高級消費の動きも拡大しており、オスカル・フレイレ街やJKイグアテミ、シダーデ・ジャルジンなどのショッピング施設では国際ブランドの進出が進み、サンパウロ市は世界のショッピング都市トップ3に位置付けられている。
都市体験の質を評価する分野では、交通機関や文化施設へのアクセス、人口密集地域での移動のしやすさの組み合わせが評価され、サンパウロ市は世界8位に上昇。都市整備や文化・経済の活性化により、世界的に影響力のある大都市として再び注目されている。
具体的な事例としてサンパウロ市北部アニェンビ地区の再開発が挙げられる。ホテルやコンベンションセンターが近代化され、同地区の大型展示場の来場者を活用しながら、新たなイベント拠点としての地位を確立しつつある。
サンパウロ市南部ピニェイロス川沿いでは、新しく整備された緑道や自転車道が、ウォーキングやサイクリングなどのアウトドア活動を促し、訪問者数の増加に寄与している。

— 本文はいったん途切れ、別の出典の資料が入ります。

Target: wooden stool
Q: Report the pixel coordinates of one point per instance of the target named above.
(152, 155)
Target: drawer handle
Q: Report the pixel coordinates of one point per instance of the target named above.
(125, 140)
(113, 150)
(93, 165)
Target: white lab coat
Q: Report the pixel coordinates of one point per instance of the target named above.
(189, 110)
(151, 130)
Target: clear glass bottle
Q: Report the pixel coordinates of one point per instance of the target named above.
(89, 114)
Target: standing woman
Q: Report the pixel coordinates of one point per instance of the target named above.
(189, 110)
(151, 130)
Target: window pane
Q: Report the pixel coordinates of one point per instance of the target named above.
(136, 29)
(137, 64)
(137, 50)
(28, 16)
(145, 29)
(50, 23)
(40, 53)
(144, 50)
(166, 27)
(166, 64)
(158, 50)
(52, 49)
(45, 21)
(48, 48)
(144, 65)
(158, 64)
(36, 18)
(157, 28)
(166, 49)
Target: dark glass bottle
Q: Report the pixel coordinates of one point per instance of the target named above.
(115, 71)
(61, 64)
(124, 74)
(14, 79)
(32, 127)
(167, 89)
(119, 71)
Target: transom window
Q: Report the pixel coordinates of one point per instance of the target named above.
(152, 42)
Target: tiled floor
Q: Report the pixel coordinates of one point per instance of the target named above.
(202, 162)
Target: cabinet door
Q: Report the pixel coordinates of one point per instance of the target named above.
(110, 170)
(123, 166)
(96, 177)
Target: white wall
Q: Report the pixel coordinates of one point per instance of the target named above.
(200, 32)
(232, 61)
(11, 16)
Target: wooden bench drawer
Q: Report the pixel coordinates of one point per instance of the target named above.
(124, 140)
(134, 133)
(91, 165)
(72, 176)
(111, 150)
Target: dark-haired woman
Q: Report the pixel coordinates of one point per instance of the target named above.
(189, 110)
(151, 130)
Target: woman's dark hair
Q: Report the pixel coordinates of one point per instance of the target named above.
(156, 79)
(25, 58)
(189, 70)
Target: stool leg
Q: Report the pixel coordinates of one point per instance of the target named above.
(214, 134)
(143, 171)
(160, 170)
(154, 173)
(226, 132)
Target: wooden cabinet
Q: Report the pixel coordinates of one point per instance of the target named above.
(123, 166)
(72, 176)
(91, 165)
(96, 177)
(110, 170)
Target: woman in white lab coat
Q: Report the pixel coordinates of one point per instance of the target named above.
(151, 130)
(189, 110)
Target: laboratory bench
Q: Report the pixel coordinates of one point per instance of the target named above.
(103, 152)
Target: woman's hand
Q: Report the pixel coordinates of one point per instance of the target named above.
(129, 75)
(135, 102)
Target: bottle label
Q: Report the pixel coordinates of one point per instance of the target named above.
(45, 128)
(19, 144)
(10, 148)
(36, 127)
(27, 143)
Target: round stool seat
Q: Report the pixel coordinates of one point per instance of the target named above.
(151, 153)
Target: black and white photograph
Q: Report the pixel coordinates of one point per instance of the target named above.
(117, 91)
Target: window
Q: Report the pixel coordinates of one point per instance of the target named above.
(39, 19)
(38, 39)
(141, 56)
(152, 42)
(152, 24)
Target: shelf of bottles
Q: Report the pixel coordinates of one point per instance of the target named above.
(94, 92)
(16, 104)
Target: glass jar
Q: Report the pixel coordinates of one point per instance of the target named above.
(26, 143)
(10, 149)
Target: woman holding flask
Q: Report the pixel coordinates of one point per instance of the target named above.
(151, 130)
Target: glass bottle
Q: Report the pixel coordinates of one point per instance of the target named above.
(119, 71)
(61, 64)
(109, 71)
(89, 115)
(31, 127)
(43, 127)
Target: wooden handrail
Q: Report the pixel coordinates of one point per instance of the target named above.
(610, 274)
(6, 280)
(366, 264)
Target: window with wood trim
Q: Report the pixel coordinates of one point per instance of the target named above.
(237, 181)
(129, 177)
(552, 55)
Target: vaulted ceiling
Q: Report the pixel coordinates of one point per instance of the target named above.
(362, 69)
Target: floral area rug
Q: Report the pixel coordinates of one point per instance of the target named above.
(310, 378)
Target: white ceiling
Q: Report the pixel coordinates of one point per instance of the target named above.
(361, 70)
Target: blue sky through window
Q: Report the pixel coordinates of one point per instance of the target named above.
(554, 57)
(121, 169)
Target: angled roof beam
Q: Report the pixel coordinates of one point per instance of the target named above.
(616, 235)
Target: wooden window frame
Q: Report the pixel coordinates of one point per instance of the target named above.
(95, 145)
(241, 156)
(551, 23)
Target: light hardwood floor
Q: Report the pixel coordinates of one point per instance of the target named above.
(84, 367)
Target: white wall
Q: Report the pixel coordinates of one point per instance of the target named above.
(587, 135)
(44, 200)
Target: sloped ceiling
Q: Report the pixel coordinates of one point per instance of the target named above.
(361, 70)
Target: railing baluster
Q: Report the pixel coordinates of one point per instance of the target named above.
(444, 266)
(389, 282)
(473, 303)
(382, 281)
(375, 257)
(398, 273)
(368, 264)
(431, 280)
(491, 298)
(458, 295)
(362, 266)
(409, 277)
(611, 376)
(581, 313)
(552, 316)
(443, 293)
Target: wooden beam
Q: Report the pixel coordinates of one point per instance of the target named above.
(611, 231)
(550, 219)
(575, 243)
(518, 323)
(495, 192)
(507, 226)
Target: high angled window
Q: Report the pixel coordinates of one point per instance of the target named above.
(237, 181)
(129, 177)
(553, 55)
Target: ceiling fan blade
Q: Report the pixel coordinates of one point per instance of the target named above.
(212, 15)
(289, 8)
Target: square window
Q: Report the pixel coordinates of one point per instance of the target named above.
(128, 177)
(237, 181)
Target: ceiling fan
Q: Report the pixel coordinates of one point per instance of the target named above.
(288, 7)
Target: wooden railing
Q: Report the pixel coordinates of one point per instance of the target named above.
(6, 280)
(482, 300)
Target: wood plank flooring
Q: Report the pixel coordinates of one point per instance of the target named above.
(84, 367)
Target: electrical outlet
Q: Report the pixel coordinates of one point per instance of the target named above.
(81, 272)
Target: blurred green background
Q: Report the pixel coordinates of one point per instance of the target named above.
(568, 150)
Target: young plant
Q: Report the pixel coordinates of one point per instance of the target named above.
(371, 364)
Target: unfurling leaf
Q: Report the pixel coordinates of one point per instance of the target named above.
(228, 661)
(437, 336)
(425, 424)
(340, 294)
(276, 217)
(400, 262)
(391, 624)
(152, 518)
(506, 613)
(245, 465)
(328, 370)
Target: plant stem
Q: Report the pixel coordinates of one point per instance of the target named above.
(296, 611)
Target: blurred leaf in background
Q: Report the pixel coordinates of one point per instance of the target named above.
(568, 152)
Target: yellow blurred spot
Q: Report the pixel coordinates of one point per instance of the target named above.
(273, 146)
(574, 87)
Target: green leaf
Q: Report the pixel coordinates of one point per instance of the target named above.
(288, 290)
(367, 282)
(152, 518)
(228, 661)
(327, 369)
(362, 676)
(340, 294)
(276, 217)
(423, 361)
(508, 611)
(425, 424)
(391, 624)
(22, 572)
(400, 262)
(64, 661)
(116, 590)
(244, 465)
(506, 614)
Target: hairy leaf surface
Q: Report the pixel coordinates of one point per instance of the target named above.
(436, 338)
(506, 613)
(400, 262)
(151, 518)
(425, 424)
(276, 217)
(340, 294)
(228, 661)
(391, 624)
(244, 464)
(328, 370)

加えて、中心部に位置するリベルダーデ区も国際的な評価を高めている。10月には、ロンリー・プラネットが発表した「ベスト・イン・トラベル2026」において、ブラジルで唯一、世界のベスト旅行先25選に選ばれた。日本国外最大規模級の東洋街として街路に鳥居や鈴蘭灯などアジア文化が色濃く残るほか、popカルチャー関連を扱う商店や青空市、多国籍レストランが集まり、文化とグルメの交差点として観光客や地元住民に人気を集めている。1779年建造のアフリトス礼拝堂も改装工事中で、黒人文化の歴史遺産も残っている。(2)
サンパウロ市西部バラフンダ地区も世界的に注目を集める。英誌タイムアウトの調査で、世界3番目に「クールな地区」に選ばれ、工業地区の歴史と創造的なカルチャーが融合した独自の雰囲気が評価された。古い倉庫はスタジオに、旧整備工場はカフェやバーに生まれ変わり、音楽やパーティーなどのナイトライフも活発で、地元住民や観光客の双方に親しまれている。
東京の神保町やベルギーのアントワープに次ぐ評価を受け、生活文化や独立系ビジネスを残しつつ、世界的に注目される地区の一つとして位置付けられている。(3)
サンパウロ市は文化、都市、経済の各分野で同時に刷新を進め、世界の有名大都市の多くが北半球に位置する中で、南半球に位置しつつも顕著な影響力を持つ独特な都市になってきた。